In a speech on his judicial philosophy delivered in a chapel at Wake Forest
University in North Carolina, McCain, the presumptive Republican presidential
nominee, decried federal judges who "assured of lifetime tenures...show
little regard for the authority of the president, the Congress and the states.
They display even less interest in the will of the people."
The intended audience seemed delighted.
"From a conservative perspective, he says all the right things,"
wrote University of Utah law professor Paul Cassell on the popular conservative
legal blog The Volokh Conspiracy.
Liberal groups blasted McCain, saying his bouquet for the right undercuts his
self-styled maverick appeal to independent voters and even some Democrats.

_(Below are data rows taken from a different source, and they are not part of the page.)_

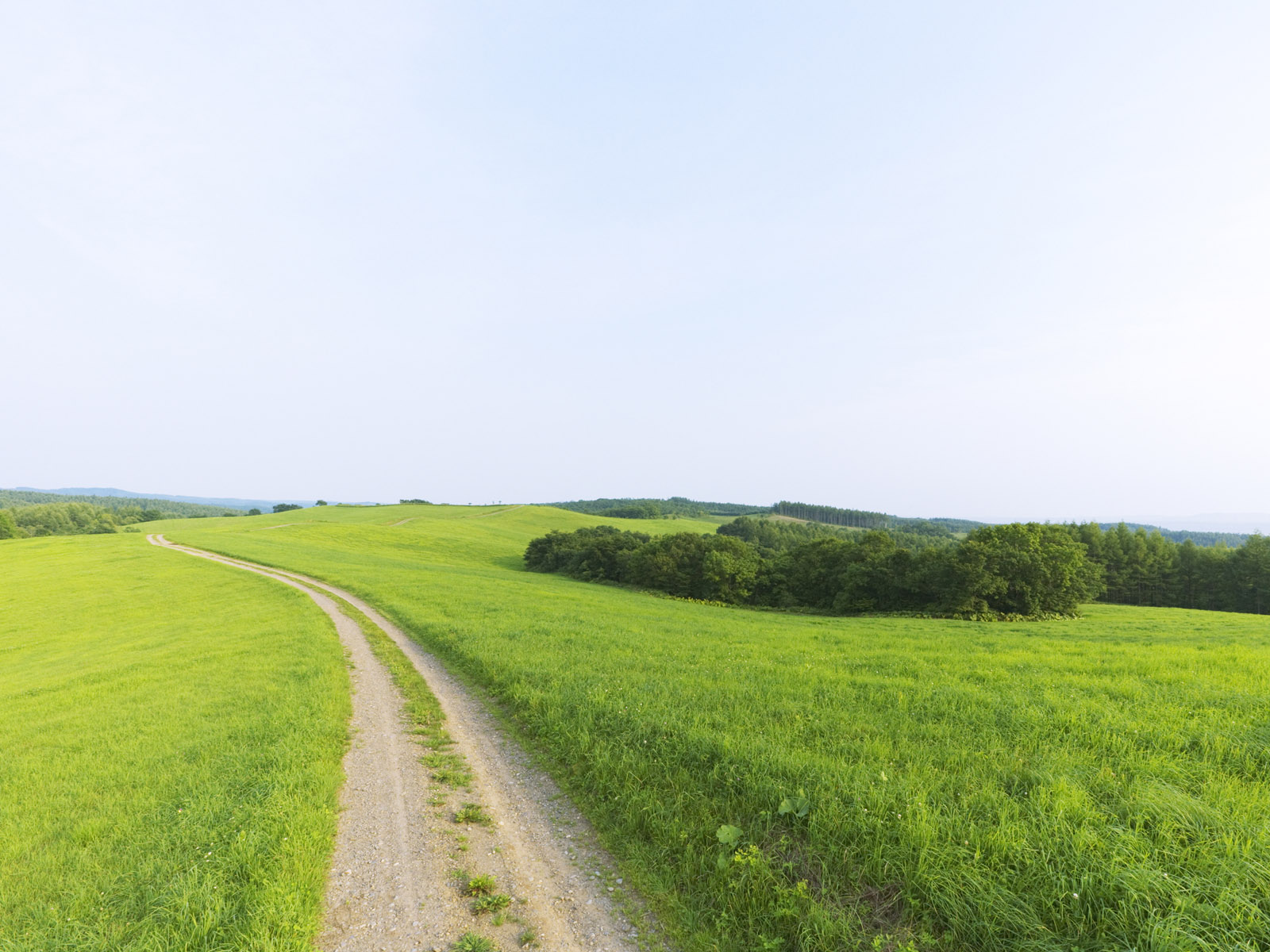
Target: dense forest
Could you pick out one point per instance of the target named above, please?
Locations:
(67, 520)
(65, 516)
(1147, 569)
(999, 571)
(865, 520)
(13, 498)
(657, 508)
(1032, 570)
(1199, 539)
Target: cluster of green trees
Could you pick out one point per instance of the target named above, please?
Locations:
(171, 509)
(1199, 539)
(864, 520)
(69, 520)
(1026, 570)
(780, 535)
(673, 507)
(1147, 569)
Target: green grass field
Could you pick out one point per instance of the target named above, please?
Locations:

"Here's what McCain was really telling the party base: If you liked George
W. Bush's nominees, you're going to love the judges John McCain will put on
the bench," said Kathryn Kolbert, president of People for the American
Way, noting that the decisions of the Roberts court have limited workers' rights,
environmental protections and access to abortions.

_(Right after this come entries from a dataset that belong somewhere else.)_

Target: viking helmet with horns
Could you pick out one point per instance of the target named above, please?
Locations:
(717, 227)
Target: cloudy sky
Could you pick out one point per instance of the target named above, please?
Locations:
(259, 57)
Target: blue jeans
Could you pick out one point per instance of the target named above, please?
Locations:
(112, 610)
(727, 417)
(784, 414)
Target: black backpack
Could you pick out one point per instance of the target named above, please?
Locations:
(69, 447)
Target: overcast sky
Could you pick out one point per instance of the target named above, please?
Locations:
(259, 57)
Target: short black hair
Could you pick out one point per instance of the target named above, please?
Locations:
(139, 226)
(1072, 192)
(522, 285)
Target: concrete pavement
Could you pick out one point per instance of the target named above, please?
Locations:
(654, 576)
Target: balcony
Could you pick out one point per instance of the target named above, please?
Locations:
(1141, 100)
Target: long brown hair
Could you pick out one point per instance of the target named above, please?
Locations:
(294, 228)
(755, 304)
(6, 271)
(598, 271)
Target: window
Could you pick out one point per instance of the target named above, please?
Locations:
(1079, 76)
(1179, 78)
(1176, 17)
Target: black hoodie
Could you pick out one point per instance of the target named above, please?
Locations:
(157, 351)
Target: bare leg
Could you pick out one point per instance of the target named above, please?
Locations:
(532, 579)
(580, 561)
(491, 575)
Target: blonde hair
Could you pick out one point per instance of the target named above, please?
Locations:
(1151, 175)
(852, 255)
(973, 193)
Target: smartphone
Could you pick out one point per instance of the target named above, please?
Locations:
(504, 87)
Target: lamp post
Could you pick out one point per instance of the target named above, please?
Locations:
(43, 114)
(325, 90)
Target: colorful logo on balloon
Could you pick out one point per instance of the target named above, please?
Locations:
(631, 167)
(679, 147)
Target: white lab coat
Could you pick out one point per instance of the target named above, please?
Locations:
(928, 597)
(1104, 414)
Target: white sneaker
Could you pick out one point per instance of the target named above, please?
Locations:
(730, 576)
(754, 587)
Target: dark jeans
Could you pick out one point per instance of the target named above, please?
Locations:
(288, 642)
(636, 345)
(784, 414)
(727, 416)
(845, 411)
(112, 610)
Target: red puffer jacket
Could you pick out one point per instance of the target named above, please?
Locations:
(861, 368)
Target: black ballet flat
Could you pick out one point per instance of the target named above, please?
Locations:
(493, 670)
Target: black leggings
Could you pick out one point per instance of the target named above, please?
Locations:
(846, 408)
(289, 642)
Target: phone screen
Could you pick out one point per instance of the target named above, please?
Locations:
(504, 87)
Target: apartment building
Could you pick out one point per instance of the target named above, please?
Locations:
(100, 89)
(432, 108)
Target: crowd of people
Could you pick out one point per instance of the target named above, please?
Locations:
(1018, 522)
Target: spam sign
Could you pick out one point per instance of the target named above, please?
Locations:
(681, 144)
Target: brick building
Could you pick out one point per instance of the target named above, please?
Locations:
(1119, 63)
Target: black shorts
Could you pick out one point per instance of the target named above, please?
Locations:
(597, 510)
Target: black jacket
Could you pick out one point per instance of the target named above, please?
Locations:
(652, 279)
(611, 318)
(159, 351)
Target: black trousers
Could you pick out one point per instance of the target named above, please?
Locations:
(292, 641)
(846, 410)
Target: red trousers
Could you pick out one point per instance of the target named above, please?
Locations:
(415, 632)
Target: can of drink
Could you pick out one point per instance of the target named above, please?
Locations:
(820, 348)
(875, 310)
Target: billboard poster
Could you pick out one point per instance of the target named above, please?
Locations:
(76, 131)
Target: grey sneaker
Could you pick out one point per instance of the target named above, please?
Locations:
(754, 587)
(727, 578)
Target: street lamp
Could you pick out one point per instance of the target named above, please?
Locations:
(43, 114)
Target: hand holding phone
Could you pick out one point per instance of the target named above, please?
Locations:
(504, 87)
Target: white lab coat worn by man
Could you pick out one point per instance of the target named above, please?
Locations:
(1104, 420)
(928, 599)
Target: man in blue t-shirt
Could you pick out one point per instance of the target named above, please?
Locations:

McCain singled out colorful cases to make his points, such as the 2005 Supreme
Court decision in Kelo v. City of New London, Conn., which expanded the ability
of local governments to take private property by eminent domain: "In the
hands of a narrow majority of the court, even the basic right of property doesn't
mean what we all thought it meant since the founding of America."
And he mocked the 9th Circuit Court of Appeals for its 2002 decision in a lawsuit
brought by a man who wanted to remove "under God" from the Pledge
of Allegiance: "The 9th Circuit agreed, as it usually does when litigious
people seek to rid our country of any trace of religious devotion ... generations
of pious, unoffending custom supposedly overturned by one decree out of a courtroom
in San Francisco." The Supreme Court reversed the ruling in 2004.

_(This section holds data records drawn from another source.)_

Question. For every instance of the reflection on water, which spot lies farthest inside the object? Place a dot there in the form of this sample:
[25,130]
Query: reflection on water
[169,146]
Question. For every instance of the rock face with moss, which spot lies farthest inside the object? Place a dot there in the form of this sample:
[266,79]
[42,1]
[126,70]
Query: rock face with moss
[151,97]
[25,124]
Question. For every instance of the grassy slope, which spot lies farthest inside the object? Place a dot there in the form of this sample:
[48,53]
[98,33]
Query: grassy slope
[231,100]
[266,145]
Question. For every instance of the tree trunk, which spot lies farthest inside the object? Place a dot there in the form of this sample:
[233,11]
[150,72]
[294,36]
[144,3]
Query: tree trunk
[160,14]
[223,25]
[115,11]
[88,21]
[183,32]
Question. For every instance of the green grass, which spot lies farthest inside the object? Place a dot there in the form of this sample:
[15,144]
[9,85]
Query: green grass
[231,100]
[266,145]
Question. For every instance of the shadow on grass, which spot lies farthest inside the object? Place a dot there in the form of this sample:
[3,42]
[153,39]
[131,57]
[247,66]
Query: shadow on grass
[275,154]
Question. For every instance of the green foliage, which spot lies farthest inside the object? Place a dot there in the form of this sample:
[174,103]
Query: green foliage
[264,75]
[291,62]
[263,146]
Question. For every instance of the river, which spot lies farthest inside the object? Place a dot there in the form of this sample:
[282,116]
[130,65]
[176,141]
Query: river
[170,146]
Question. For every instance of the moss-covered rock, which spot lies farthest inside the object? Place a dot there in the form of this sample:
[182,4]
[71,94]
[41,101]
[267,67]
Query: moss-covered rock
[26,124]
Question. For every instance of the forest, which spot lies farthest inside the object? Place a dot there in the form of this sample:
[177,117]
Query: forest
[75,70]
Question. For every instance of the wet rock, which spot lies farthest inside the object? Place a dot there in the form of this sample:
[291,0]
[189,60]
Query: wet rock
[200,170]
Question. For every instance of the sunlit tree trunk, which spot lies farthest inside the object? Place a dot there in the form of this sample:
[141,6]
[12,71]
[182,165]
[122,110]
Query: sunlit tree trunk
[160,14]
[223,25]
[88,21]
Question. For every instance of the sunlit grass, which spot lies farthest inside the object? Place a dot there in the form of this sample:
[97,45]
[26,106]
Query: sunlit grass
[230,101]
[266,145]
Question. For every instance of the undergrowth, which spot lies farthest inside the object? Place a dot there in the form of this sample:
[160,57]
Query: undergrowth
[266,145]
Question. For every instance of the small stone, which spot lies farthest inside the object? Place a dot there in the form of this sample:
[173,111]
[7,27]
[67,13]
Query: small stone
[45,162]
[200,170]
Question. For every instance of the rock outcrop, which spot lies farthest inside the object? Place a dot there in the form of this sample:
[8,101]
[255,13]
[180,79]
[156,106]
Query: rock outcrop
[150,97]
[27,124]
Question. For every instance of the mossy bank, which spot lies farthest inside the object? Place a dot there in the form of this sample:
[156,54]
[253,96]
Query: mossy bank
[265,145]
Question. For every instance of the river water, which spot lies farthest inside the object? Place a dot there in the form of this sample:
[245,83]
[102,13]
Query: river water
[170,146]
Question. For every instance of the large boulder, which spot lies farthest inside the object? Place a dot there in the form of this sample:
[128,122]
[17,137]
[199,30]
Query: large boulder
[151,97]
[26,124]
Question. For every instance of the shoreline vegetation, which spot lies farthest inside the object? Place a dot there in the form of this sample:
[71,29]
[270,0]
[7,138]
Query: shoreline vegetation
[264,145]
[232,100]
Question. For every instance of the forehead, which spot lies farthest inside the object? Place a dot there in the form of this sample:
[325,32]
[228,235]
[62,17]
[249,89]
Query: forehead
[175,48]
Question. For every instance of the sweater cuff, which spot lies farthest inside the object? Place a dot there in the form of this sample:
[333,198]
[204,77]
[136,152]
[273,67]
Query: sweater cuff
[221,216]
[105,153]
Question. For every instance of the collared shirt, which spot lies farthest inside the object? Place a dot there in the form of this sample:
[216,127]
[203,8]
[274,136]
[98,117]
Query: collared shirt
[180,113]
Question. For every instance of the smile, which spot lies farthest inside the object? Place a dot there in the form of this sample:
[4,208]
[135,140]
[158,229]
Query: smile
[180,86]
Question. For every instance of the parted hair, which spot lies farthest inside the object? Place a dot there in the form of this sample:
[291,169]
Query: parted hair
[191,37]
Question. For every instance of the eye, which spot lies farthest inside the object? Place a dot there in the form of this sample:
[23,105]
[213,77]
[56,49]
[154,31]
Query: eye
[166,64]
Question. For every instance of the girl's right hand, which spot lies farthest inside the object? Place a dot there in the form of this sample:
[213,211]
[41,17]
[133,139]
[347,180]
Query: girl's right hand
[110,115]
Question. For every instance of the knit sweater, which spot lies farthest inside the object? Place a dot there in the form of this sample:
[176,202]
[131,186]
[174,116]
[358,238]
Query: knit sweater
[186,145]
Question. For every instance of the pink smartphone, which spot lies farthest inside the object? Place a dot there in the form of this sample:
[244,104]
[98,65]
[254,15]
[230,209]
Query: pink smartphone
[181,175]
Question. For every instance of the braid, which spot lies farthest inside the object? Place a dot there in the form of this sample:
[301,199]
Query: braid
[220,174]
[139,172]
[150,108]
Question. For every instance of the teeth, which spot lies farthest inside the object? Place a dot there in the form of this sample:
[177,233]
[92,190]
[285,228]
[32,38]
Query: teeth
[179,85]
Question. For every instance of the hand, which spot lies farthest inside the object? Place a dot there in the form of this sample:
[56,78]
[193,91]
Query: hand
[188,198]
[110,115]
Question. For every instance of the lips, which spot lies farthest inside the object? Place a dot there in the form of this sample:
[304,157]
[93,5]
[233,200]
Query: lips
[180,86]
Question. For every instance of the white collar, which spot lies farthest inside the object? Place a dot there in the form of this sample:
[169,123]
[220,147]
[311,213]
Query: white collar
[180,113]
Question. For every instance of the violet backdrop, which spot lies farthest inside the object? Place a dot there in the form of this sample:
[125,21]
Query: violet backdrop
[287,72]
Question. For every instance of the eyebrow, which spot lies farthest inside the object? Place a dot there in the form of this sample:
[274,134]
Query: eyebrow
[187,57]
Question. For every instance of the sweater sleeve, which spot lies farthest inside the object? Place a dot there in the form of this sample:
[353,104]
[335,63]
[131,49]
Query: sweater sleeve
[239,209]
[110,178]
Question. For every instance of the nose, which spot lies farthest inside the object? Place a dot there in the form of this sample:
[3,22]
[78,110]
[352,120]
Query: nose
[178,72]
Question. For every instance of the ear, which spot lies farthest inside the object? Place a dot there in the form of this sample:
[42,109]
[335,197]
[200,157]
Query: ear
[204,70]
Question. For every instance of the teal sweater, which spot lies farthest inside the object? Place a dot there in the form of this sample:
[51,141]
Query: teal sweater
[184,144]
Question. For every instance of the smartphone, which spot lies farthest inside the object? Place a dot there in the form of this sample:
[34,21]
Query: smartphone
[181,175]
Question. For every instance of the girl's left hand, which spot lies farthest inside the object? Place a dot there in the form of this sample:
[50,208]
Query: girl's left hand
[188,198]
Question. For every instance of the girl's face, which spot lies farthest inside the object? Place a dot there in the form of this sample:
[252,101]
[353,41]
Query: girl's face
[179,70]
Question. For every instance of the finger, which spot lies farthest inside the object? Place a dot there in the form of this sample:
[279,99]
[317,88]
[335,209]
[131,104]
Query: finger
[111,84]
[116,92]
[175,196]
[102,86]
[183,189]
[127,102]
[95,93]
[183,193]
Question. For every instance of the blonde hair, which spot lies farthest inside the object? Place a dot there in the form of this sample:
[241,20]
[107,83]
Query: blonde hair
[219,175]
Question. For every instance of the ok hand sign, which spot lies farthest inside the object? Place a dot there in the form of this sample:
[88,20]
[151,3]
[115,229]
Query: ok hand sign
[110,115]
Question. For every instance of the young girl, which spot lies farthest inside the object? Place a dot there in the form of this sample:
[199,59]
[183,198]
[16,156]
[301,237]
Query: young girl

But McCain was silent on the white-hot issue of Roe v. Wade, the 1973 decision
that legalized abortion nationwide and one that many conservatives see as the
ultimate example of wrong-headed "judicial activism." With several
aging Supreme Court justices, the next president could be in a position to preserve
Roe v. Wade or dismantle it. McCain has said that the decision should be overturned,
so abortion-rights supporters mocked him for his lack of "straight talk"
- McCain's signature phrase - in Tuesday's speech.
"He's learning the secret code," said Elizabeth Shipp, the political
director for NARAL Pro-Choice America. "The secret code is what he has
to say in public when people are actually paying attention to him to appeal
to independent and pro-choice Republican voters. He can't come out in a major
speech and say, `Yeah, I want to see Roe v. Wade overturned.'"
In outlining his philosophy, McCain hoped to make clear his common cause with
the conservative activist base of his party. For them, the judiciary is a huge
issue, but many regard McCain with suspicion. One reason was his decision to
join the "Gang of 14," a bipartisan group of Senate moderates that
sought to avoid filibusters in attempting to win confirmation of several of
Bush's judicial appointees.
McCain defended the group's effort in his speech, noting that most of Bush's
appointees were confirmed, including Roberts and Alito. He blamed Democrats
for blocking many Bush nominees, ignoring that the Republican-controlled Senate
blocked dozens of Bill Clinton's judicial nominees during the 1990s.
He said his appointments would be "in the cast" of Roberts, Alito
and the late Chief Justice William H. Rehnquist, "jurists of the highest
caliber who know their own minds, and know the law, and know the difference."
"I take him at his word," wrote Cassell, a former Bush-appointed
federal judge, on his blog. "I can't imagine that, were he elected President,
he would select someone who would rankle the folks who have worked so hard to
reshape the contemporary legal culture."
McCain's campaign also announced its "Justice Advisory Committee,"
whose co-chairs are conservative favorites Ted Olson, a former U.S. solicitor
general, and Sen. Sam Brownback, R-Kan. Among its members is Miguel Estrada,
whom Bush nominated to a seat on a federal appeals court but who withdrew his
name after his confirmation became a partisan battleground.